In the spring of 2006 I took a course at the Harvard Extension School, CSCI E-124, Algorithms and Data Structures, which was fascinating but frustrating. I think the material in this course is absolutely essential if it is your goal to work on interesting problems with smart people. If you are thinking of taking this course, I hope I can offer you some advice here that will improve your chances of success.
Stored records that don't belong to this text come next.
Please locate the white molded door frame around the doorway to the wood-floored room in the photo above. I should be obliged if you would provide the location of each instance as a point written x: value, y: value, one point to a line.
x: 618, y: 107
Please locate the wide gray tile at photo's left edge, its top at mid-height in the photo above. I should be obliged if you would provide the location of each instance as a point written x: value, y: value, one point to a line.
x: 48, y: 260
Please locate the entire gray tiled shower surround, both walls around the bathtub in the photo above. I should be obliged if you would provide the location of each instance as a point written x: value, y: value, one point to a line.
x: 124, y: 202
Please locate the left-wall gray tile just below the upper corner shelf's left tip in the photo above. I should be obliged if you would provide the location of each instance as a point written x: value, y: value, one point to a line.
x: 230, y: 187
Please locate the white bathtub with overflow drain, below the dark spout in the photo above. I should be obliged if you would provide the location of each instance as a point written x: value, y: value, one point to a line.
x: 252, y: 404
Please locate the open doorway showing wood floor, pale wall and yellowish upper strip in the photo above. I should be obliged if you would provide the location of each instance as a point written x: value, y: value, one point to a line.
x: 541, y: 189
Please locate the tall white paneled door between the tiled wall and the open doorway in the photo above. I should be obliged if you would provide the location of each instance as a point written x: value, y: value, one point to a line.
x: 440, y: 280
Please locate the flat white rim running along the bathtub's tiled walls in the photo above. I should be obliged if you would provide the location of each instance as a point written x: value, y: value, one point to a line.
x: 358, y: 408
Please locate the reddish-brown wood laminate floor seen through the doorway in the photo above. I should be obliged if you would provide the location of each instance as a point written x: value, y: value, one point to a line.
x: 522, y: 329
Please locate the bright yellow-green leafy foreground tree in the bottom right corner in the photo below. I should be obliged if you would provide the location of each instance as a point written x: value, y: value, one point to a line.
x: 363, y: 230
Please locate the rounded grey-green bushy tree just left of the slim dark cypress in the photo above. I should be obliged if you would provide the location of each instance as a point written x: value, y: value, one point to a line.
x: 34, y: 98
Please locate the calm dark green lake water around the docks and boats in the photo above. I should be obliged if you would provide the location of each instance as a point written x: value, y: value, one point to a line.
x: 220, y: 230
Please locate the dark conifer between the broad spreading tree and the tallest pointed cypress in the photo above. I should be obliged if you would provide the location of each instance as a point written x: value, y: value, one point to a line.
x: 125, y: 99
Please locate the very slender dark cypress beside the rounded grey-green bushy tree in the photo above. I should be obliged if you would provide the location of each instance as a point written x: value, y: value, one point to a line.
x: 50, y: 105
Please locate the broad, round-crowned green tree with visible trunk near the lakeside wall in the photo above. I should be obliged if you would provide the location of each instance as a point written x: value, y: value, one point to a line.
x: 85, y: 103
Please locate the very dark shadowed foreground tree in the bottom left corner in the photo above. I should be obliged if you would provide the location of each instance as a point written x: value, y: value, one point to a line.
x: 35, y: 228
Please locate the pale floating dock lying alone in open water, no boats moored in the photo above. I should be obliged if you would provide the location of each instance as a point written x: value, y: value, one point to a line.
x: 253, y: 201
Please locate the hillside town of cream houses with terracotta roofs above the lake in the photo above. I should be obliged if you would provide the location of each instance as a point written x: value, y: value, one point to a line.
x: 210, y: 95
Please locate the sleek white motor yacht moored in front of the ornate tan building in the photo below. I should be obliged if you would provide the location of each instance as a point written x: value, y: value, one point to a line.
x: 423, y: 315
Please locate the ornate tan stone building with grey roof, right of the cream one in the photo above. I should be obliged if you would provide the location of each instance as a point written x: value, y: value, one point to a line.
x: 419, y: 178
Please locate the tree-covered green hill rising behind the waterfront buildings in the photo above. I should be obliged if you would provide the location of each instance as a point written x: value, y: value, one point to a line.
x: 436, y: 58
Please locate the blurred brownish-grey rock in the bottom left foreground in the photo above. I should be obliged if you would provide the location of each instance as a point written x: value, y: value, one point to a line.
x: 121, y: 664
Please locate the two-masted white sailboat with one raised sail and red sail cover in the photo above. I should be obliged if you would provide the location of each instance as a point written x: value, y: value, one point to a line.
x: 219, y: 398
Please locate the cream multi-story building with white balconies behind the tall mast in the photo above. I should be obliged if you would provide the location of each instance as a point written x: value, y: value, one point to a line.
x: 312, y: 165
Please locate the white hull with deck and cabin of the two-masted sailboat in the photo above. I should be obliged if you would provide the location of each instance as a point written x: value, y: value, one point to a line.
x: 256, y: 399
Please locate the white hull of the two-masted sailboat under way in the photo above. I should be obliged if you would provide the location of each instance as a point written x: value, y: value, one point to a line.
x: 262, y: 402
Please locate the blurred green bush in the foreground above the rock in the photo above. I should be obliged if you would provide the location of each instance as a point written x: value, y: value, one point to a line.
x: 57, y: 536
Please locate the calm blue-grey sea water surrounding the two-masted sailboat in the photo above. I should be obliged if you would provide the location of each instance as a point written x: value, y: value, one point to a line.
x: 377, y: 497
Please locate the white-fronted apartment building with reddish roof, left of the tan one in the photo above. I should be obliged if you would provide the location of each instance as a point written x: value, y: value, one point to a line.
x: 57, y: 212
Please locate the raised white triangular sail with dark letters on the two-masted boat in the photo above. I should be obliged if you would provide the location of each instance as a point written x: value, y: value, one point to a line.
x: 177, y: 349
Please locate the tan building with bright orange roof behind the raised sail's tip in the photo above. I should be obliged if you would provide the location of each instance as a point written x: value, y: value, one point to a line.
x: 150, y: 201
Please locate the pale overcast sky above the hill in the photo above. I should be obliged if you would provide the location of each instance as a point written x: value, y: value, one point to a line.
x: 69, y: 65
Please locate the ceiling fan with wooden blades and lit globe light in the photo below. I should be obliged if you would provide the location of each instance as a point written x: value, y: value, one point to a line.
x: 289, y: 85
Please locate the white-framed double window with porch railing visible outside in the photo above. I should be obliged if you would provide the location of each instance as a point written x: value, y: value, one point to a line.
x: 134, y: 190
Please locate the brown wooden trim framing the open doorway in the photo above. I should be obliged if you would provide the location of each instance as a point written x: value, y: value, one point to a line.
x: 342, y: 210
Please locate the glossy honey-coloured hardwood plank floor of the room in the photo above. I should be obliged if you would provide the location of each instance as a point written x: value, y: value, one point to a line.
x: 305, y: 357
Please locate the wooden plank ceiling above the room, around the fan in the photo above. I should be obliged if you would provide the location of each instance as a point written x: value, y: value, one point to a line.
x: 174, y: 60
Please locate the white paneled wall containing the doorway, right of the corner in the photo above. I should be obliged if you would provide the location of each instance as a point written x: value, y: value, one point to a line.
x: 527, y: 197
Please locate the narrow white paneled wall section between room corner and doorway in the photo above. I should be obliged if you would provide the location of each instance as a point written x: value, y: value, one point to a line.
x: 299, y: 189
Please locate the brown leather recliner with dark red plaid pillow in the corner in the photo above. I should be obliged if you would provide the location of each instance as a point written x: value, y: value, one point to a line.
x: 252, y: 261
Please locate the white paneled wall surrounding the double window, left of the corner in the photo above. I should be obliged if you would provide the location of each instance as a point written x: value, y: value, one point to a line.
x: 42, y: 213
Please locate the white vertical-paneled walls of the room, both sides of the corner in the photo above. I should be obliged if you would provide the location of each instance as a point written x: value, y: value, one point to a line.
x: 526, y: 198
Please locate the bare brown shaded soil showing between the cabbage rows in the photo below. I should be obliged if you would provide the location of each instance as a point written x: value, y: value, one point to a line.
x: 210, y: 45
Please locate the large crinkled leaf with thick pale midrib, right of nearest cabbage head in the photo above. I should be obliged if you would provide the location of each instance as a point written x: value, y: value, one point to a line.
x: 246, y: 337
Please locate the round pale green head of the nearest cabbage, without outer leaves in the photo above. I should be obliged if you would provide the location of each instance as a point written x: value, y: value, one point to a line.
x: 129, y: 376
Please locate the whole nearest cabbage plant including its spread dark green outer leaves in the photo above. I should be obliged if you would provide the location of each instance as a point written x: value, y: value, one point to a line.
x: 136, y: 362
My principal frustration was that although the course's teaching staff is extremely strong in analytical skills and presents the material clearly, they reward you most for your analytical skills and reports you write and offer nothing in the way of support when it comes to programming. For example, you may hear more than once, "I haven't programmed in years, I can't help you with questions about your code." The programming assignments got me bogged down in infrastructure so much that I spent considerably more time building tools than I did running experiments or writing reports.
Immediately after the course was over I got a random email from the ACM offering me a chance to read technical books online through the members' portal to Safari Enterprise Library. After a little browsing under Computer Science, I stumbled on Mastering Algorithms with C by Kyle Loudon, August 1999, ISBN 1-56592-453-3 (O'Reilly). Normally I skip books offering algorithms in C as very 1980s, but I tell you, I took one look at this book and wished I had read it cover to cover before taking E-124. I don't know how much of the code the teaching staff would let you use—you'll have to ask them—but I probably could have used much of it directly and then been able to focus more on experiments, analysis and reports. The instructors care about your skill as a scientist.
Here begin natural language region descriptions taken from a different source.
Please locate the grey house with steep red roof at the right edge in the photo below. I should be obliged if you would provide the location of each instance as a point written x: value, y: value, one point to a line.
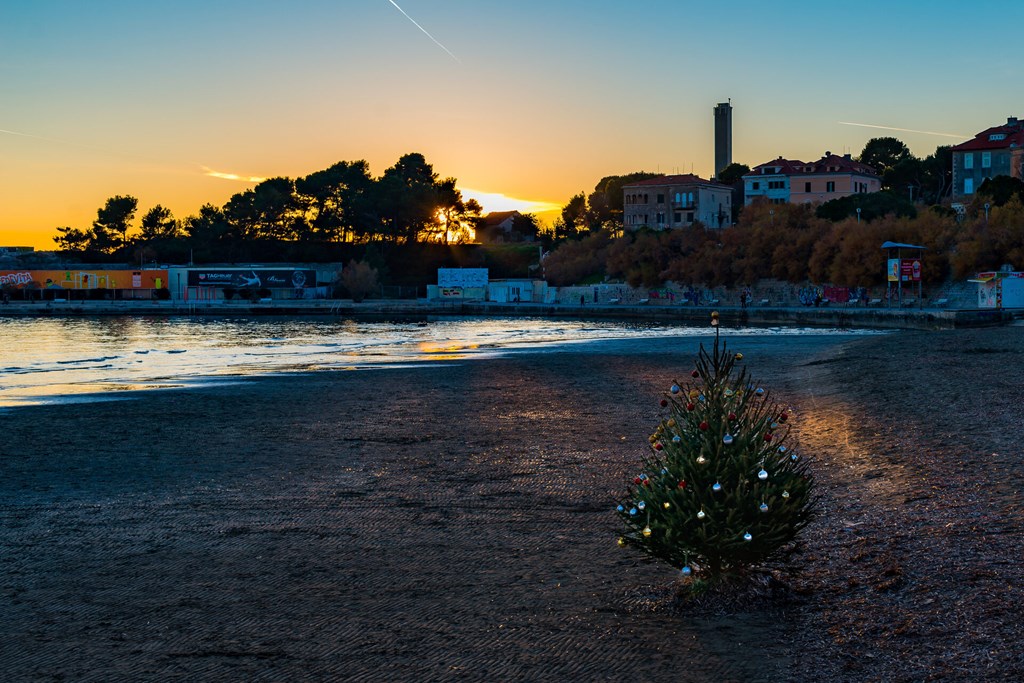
x: 998, y: 151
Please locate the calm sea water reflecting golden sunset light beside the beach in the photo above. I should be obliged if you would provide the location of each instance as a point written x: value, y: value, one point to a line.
x: 46, y: 361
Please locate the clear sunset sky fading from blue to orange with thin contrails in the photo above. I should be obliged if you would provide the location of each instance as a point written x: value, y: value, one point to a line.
x: 190, y: 102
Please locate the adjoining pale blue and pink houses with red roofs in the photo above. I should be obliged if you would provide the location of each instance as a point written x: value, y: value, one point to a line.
x: 832, y: 178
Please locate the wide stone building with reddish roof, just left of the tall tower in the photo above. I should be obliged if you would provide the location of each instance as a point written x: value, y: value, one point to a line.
x: 676, y: 201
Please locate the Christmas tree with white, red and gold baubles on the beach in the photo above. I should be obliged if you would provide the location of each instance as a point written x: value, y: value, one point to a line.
x: 722, y: 491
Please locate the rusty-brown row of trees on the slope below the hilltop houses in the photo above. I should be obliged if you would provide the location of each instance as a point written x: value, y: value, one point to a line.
x: 792, y: 243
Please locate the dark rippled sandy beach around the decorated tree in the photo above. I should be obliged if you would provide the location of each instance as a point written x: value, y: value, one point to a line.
x: 456, y: 523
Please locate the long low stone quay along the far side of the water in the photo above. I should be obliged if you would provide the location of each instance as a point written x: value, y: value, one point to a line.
x: 837, y: 317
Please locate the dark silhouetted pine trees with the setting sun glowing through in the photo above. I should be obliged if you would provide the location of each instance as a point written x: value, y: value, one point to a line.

Another thing I noticed, on the analytical homeworks vs. programming assignments: if you write a correct answer in a short paragraph or two you will get full credit for the question, but if you write several pages of text developing an argument, including diagrams, and then your answer is either wrong or not quite right, you will get almost no credit, or less than you expected. In other words, you won't see "Nice try!", you'll just see a low score for not being right. So, figure out what the right answer is, then figure out a short way to express it.
If you can take this course all by itself and do nothing else, do! Disconnect the phone! Go into hiding. Then you should be fine. Unless, of course, you are on campus. Then find like-minded students and form discussion groups. Start your homeworks and problem sets the minute you get them. You will need every scrap of time to finish them.